Micah names the village as the appointed source of a coming ruler: "But you, Beth-lehem Ephrathah, which are little to be among the thousands of Judah, out of you will one come forth to me who is to be ruler in Israel; whose goings forth are from of old, from everlasting" (Mic 5:2). The same association appears in the question raised in John's gospel: "Has not the Scripture said that the Christ comes of the seed of David, and from Bethlehem, the village where David was?" (Jn 7:42).

A Second Bethlehem in Zebulun

A separate town of the same name belongs to the inheritance of Zebulun, listed among "Kattath, and Nahalal, and Shimeon, and Jiralah, and Bethlehem: twelve cities with their villages" (Jos 19:15).
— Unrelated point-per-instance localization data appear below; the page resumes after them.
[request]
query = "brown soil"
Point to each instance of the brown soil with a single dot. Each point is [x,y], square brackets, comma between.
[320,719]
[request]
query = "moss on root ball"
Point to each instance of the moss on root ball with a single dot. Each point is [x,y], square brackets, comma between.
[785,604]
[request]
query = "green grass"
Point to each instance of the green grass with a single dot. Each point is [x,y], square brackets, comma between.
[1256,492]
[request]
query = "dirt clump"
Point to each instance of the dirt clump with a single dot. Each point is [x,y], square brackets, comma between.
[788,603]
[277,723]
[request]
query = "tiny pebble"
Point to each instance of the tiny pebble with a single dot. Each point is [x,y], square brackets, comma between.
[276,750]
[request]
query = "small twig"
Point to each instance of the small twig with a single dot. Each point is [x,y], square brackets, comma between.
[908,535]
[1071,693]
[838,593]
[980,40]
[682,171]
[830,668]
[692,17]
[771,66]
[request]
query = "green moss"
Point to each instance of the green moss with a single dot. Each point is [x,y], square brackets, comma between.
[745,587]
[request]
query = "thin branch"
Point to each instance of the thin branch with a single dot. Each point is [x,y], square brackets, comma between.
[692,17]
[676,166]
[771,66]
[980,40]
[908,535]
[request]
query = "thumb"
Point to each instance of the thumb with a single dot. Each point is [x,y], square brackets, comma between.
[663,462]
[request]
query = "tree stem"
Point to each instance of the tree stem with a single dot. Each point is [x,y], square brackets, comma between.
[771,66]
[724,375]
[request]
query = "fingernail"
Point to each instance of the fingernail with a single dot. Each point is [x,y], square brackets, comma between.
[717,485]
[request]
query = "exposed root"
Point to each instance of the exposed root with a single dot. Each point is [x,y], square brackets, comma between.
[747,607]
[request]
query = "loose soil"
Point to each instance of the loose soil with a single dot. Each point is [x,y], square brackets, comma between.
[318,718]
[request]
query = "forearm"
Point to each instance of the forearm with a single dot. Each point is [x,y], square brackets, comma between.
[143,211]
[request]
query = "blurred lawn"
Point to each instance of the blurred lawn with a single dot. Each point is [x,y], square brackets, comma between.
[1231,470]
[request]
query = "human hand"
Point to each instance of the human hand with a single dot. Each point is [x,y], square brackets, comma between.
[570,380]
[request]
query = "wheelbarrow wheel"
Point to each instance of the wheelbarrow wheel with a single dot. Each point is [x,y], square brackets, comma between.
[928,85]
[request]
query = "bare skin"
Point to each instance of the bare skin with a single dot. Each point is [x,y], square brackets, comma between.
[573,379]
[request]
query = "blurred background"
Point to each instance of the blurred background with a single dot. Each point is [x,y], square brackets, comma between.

The judge Ibzan is associated with it: "And Ibzan died, and was buried at Beth-lehem" (Jud 12:10).

Rachel and Leah, Ephrathah and Bethlehem

The blessing at the gate of Bethlehem in Ruth 4:11 binds the town to the matriarchs whose lineage shaped Israel — Rachel of Genesis 29-35, beloved of Jacob (Gen 29:18) and the long-barren mother whom God remembered (Gen 30:22), and Leah her sister. The same town that received Rachel's body in Genesis 35 is the town invoked in Ruth as the place where her likeness should rise up again. Across the OT material the names Ephrath, Ephrathah, Beth-lehem, and Beth-lehem-judah converge on a single place, marked first by burial and then by birth.